Let $\mathbb{K}$ be a field with characteristic zero, $n \in \mathbb{N}$ and $A \in \cal{M}_{n}\mathbb{(K)}.$ I want to prove that $A$ can be written as a linear combination of $n \times n$ matrices with all the entries zero except one of them which is one.

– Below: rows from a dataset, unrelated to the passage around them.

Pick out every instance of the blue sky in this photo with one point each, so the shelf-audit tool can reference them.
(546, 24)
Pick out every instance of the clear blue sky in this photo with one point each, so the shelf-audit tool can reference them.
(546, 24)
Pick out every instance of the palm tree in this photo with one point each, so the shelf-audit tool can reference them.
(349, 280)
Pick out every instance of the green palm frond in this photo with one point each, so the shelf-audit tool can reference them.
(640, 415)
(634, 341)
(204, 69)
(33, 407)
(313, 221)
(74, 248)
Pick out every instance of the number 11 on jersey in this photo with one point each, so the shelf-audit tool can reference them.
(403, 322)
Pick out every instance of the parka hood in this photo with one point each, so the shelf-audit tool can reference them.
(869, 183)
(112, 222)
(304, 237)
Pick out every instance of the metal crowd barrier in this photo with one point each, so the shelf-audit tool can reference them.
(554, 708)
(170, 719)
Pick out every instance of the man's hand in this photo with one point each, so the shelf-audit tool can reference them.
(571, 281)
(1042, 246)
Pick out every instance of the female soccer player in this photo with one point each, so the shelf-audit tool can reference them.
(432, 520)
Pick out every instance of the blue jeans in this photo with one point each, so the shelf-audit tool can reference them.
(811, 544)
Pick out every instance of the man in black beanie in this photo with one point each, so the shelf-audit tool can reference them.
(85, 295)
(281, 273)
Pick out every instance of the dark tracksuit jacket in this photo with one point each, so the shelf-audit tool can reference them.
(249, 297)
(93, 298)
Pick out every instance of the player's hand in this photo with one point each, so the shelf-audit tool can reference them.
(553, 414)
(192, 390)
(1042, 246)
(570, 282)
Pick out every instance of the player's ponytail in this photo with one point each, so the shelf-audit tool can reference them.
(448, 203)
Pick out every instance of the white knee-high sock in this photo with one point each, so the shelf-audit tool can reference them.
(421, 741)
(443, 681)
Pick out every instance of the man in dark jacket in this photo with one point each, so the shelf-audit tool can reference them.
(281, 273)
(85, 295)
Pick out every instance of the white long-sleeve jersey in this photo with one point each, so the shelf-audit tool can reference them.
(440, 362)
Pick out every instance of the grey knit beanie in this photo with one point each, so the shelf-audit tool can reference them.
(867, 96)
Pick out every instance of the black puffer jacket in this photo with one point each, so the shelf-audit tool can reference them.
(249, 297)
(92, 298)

For example, $\begin{pmatrix} 1 & 2 \\ 3 & 4 \end{pmatrix} = 1 \begin{pmatrix} 1 & 0 \\ 0 & 0 \end{pmatrix} + 2 \begin{pmatrix}0 & 1 \\ 0 & 0 \end{pmatrix} + 3 \begin{pmatrix} 0 & 0 \\ 1 & 0 \end{pmatrix} + 4 \begin{pmatrix} 0 & 0 \\ 0 & 1 \end{pmatrix}.$
For that I defined the matrix $M_{ab} = (m_{ij})_{n}$ where ${m_{ab}}_{ij} = \begin{cases} 1, & \text{if } i = a, j = b \\ 0, & \text{otherwise} \end{cases}$ (with $a,b \in \mathbb{N}$ such that $1 \leq a,b \leq n$).
Then we that
$$\begin{align} A & = (a_{ij})_{n} \\ & = (a_{ij} \cdot 1)_{n} & \text{($1$ is the identity for multiplication in $\mathbb{K}$)}\\ & = (a_{ij} \cdot {m_{ij}}_{ij})_{n} & \text{(by definition of $M_{ab}$)}\\ & = \sum_{1 \leq i,j \leq n} {a_{ij}M_{ij}} \end{align}$$
I just don’t know how I can justify the last step. Do you have any ideas? Or any other approaches to prove this?
Thank you so much!
You may consider the $ij^\text{th}$ entry of $B=A-\sum_{x,y}a_{xy}M_{xy}$.$$b_{ij}=a_{ij}-\sum_{x,y}a_{xy}[M_{xy}]_{ij}=a_{ij}-a_{ij}\times1=0$$since $[M_{xy}]_{ij}=\begin{cases}1,&x=i,y=j\\0,&\text{otherwise}\end{cases}$.